Tratto da E. Castellucci, La vita trasformata. Saggio di escatologia, Cittadella Assisi 2010, 237-238.

La risurrezione di Gesù si può definire un evento “storico”? E se si può in che senso? Un’impostazione oggettivistica, tipica dei manuali precedenti il Vaticano II, presentava la risurrezione di Gesù come fatto storico sic et simpliciter, dimostrabile attraverso le “prove” del sepolcro vuoto e delle apparizioni.  Al contrario un’impostazione soggettivistica, tipica della linea teologica che si riallaccia a  Bultmann e a Marxen, afferma invece che la risurrezione di Gesù non è altro che una delle categorie interpretative possibili per indicare quanto è avvenuto nei discepoli dopo la morte del loro maestro: niente di “storico”, dunque, sarebbe capitato a Gesù. Né l’una né l’altra posizione rendono adeguatamente conto dei dati neotestamentari a nostra disposizione. La risurrezione infatti presenta agganci storici ma nello stesso tempo supera la storia… J.

Alfaro interpreta certamente la maggior parte degli studiosi contemporanei, quando scrive: “la Risurrezione di Cristo è un avvenimento reale; però a rigor di termini, non è un avvenimento storico, poiché non accade nel tempo e nello spazio; al contrario, è superamento  del tempo e dello spazio, trasformazione dell’esistenza temporale intramondana in un’esistenza radicalmente nuova, pienamente divinizzata”. L’evento della risurrezione è dunque mistero per eccellenza, sia perché a priori si deve ritenere che – se questo evento è l’inizio di una vita trasfigurata –  esso supera la storia, sia perché, a posteriori, si constata che esso, a differenza dei dati che riguardano l’annuncio ad opera dei discepoli, le apparizioni e il sepolcro vuoto, non gode di diretta documentazione  viene espresso con una molteplicità di immagini e categorie che ne preservano il nucleo, sottraendolo alla diretta immagine storica. Però, sebbene non indagabile in sé  con i metodi della storia, l’evento della  risurrezione  di Gesù non è evento mitico ed ha a che fare con la storia: anzi, la determina fondamentalmente, perché è il corpo storico di Gesù che risorge dalla morte e viene trasfigurato, e attraverso questo evento la storia stessa  riceve un centro e un significato.
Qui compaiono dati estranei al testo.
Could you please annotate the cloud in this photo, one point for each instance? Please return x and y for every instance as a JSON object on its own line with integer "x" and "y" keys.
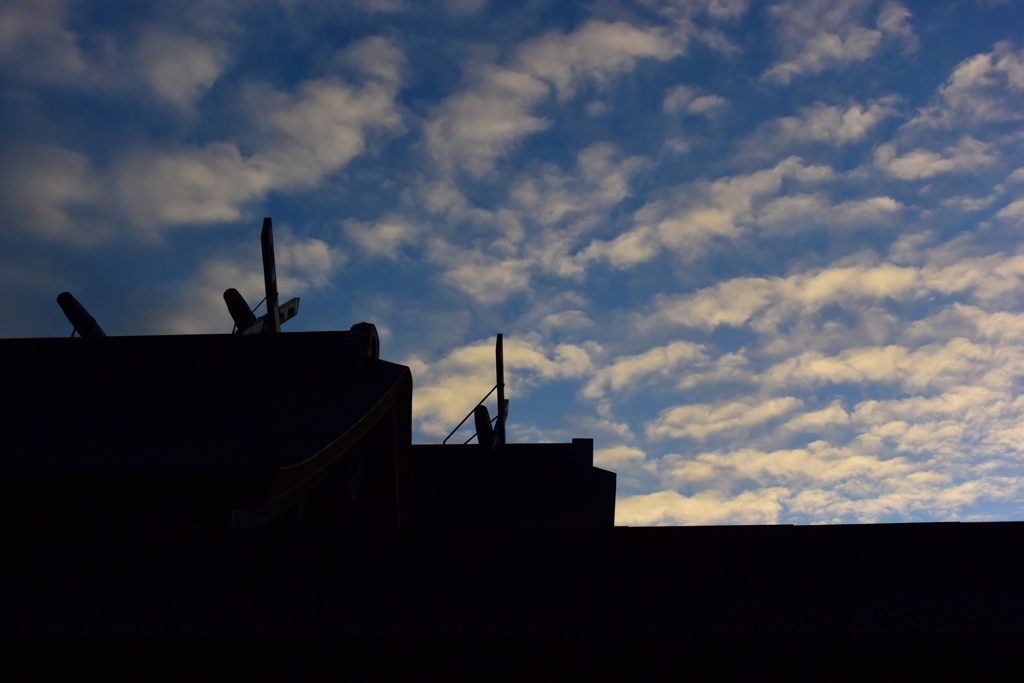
{"x": 682, "y": 98}
{"x": 52, "y": 191}
{"x": 486, "y": 279}
{"x": 617, "y": 457}
{"x": 602, "y": 180}
{"x": 179, "y": 69}
{"x": 303, "y": 136}
{"x": 983, "y": 88}
{"x": 36, "y": 45}
{"x": 968, "y": 155}
{"x": 669, "y": 508}
{"x": 837, "y": 125}
{"x": 384, "y": 237}
{"x": 595, "y": 52}
{"x": 792, "y": 214}
{"x": 495, "y": 111}
{"x": 690, "y": 219}
{"x": 702, "y": 421}
{"x": 628, "y": 373}
{"x": 475, "y": 127}
{"x": 818, "y": 34}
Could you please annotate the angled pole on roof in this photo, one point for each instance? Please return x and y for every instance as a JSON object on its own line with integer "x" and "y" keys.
{"x": 84, "y": 324}
{"x": 272, "y": 323}
{"x": 503, "y": 407}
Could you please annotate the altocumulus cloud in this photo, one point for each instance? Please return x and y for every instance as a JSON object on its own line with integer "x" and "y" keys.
{"x": 767, "y": 254}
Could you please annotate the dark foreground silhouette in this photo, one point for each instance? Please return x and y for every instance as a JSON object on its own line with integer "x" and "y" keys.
{"x": 262, "y": 486}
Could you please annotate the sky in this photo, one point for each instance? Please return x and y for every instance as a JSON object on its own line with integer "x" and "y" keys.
{"x": 767, "y": 254}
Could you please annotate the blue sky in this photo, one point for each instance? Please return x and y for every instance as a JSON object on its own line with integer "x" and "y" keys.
{"x": 767, "y": 254}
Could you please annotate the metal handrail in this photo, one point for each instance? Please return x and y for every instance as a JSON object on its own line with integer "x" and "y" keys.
{"x": 467, "y": 417}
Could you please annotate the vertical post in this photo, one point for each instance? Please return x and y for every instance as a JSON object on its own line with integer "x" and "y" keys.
{"x": 500, "y": 368}
{"x": 272, "y": 322}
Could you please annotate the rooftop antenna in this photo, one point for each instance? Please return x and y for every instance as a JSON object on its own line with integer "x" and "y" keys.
{"x": 503, "y": 403}
{"x": 491, "y": 438}
{"x": 269, "y": 279}
{"x": 245, "y": 321}
{"x": 85, "y": 325}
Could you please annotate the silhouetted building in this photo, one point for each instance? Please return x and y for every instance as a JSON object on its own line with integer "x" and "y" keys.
{"x": 265, "y": 484}
{"x": 257, "y": 428}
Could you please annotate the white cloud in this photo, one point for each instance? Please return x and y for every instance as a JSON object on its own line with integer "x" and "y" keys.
{"x": 47, "y": 187}
{"x": 823, "y": 123}
{"x": 36, "y": 44}
{"x": 486, "y": 279}
{"x": 682, "y": 98}
{"x": 627, "y": 373}
{"x": 302, "y": 136}
{"x": 690, "y": 219}
{"x": 968, "y": 155}
{"x": 669, "y": 508}
{"x": 820, "y": 34}
{"x": 178, "y": 69}
{"x": 473, "y": 128}
{"x": 384, "y": 237}
{"x": 602, "y": 180}
{"x": 495, "y": 111}
{"x": 788, "y": 215}
{"x": 985, "y": 87}
{"x": 816, "y": 421}
{"x": 617, "y": 457}
{"x": 702, "y": 421}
La risurrezione di Gesù è perciò evento di Cristo e della Chiesa insieme, poiché a costituirlo vi concorrono sia il fatto oggettivo del risorgere di Gesù dai morti sia il fatto soggettivo della fede dei discepoli. Oggettivismo e soggettivismo dimenticano, rispettivamente,  la componente essenziale della fede dei discepoli e la priorità fattuale dell’evento realizzatosi nella persona di Cristo.  Quando si cancella l’uno o l’altro dei due poli, la risurrezione di Gesù non ha più rilevanza “escatologica”: se si riduce l’evento della risurrezione ad un fatto oggettivo e storico capitato a Gesù, non rimane alcun margine sopra-storico e quindi non si comprende in quale senso quell’evento dovrebbe avere significato per tutti gli uomini; se, al contrario, si riduce la risurrezione di Gesù ad un cambiamento verificatosi nell’intimo dei discepoli, senza alcun evento fattuale nella persona di Gesù, non rimane alcun aggancio storico fondato, e quindi non si capisce in che senso quell’evento potrebbe riguardare uomini che vivono nella storia. Solo la compresenza di elementi oggettivi e  soggettivi garantisce il carattere “escatologico” – storico e metastorico insieme –  della risurrezione di Gesù.

La risurrezione di Gesù getta così una luce escatologica sulla storia umana, mostrandone una direzione e un senso, perché ormai ne ha svelato il centro: la vittoria dell’amore di Dio sulla morte.

La risurrezione di Gesù è l’evento escatologico per eccellenza, poiché rappresenta l’intervento definitivo e insuperabile di Dio nella storia umana. Ha ragione W. Breuning: “l’unico motivo davvero determinante che fonda, come un dato reale,  le speranze dell’uomo in un adempimento insuperabile, è e rimane la risurrezione di di Gesù”. Qui si appunta tutta la speranza cristiana: esiste una un amore che vince la morte, l’amore di Dio. Dunque “l’immortalità per la fede cristiana ha fondamentalmente a che fare con l’amore. Solo l’ Eterno è amore. Come amore Dio è eternità”.